Figure 1. Frequency-domain analytical framework for cfDNA end-motif (EDM) analysis: (A) Extraction of k-mer EDM features from the 5′ termini of cfDNA fragments, generating sequence-domain representations (k = 4, 5, 6). (B) Transformation into the frequency domain using Discrete Fourier Transform (DFT). After normalization and nonlinear scaling, DFT is applied to the EDM profiles to generate amplitude spectra. (C) Construction of the Ensemble Spectral Model (ESM) for cancer diagnosis. Base learners, including support vector machine (SVM), random forest (RF), logistic regression (LR), and gradient boosting decision trees (GBDT), are trained on multi-scale spectral features. Their predicted probabilities are concatenated and used as input to a secondary SVM classifier in a stacking-based framework.

Figure 2. Diagnostic performance of multi-scale raw EDM features across datasets. (A) Area under the receiver operating characteristic curve (AUC) of the motif diversity score (MDS). (B) AUC of SVM classifiers based on raw EDM frequency features. Error bars above each bar indicate 95% confidence intervals (95% CI).

Figure 3. Frequency-domain transformation of EDM profiles in the Cristiano dataset. (A) Mean raw EDM frequency profiles of cancer and non-cancer samples across 4-mer, 5-mer, and 6-mer motifs. (B) Corresponding amplitude spectra after DFT. R indicates the Spearman correlation coefficient between the mean feature profiles of cancer and non-cancer samples. All mean feature lines shown in the figures are accompanied by shaded areas representing 95% CI.

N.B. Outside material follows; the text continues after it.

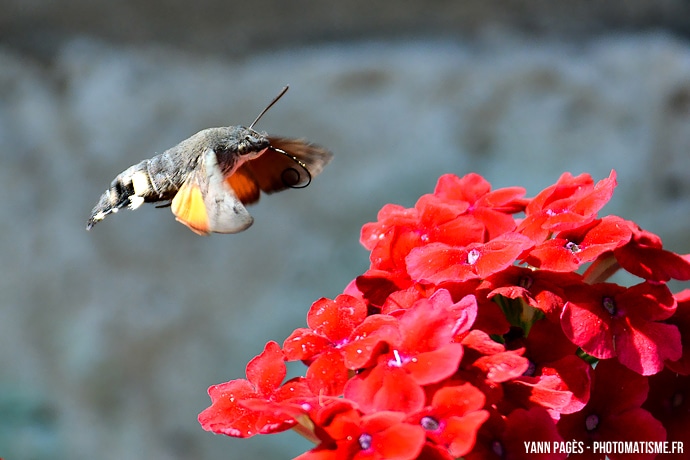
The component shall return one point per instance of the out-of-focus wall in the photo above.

Figure 4. Evaluation of signal transformation methods and modeling strategies based on 4-mer EDM features. (A) Comparison of diagnostic performance among features generated by DFT, Discrete Cosine Transform (DCT), and wavelet transform using SVM. (B) Comparison of diagnostic performance among different machine learning models trained on 4-mer amplitude spectrum features, including SVM, LR, RF, and GBDT. (C) Distribution of AUC values from 1000 motif-order permutations of 4-mer EDM features followed by DFT transformation and SVM classification.

Figure 5. Performance comparison of the ESM and baseline methods across datasets. (A) Comparison of diagnostic performance using amplitude spectral features. (B) Receiver operating characteristic (ROC) curves comparing ESM with baseline methods, including 4-mer MDS and SVM models based on raw 4-mer EDM features. (C) Sensitivity at 95% specificity for ESM and baseline methods.

Figure 6. Frequency-guided motif attribution and functional annotation of 4-mer spectral features in the Mathios LUCAS dataset. (A) Top differential 4-mer motifs identified after frequency-domain filtering and sequence-domain reconstruction. (B) Regulatory landscape of candidate transcription factor (TF) families associated with differential motifs. (C) Gene Ontology (GO) biological process enrichment analysis of TF-regulated target genes.

Table 1. Data information for all datasets.

Dataset	Total	Controls	Cancer Types	Clinical Stage	Evaluation
Mathios et al. LUCAS	287	Healthy (91), Benign (67)	Lung (129)	I (15), II (7), III (35), IV (72)	Cross-validation
Mathios et al. independent	431	Healthy (385)	Lung (46)	I (28), II (12), III (5), IV (1)	Independent validation
Yu et al. study	249	Healthy (130), CNAG (8), CAG (1)	Gastric (110)	I (85), II (25)	Cross-validation
Yu et al. validation	167	Healthy (80), CNAG (10), CAG (4)	Gastric (73)	I (56), II (17)	Independent validation
Cristiano et al.	423	Healthy (215)	BRCA (54), PAAD (34), OV (28), CRC (27), STAD (27), CHOL (26), NSCLC (12)	I (41), II (109), III (33), IV (22), X (3)	Cross-validation
Jiang et al.	225	Healthy (32), HBV (67), Cirrhosis (36)	HCC (90)	NA	Cross-validation
Total	1782	Non-Cancer (1126)	Cancer (656)	I (225), II (170), III (73), IV (95), X (3)	Cross-validation

Numbers in parentheses indicate the number of samples in each group. X indicates unknown clinical stage. NA indicates not available. Abbreviations: CNAG, chronic non-atrophic gastritis; CAG, chronic atrophic gastritis; HBV, hepatitis B virus; BRCA, breast cancer; PAAD, pancreatic adenocarcinoma; OV, ovarian cancer; CRC, colorectal cancer; STAD, stomach adenocarcinoma; CHOL, cholangiocarcinoma; NSCLC, non-small cell lung cancer; HCC, hepatocellular carcinoma.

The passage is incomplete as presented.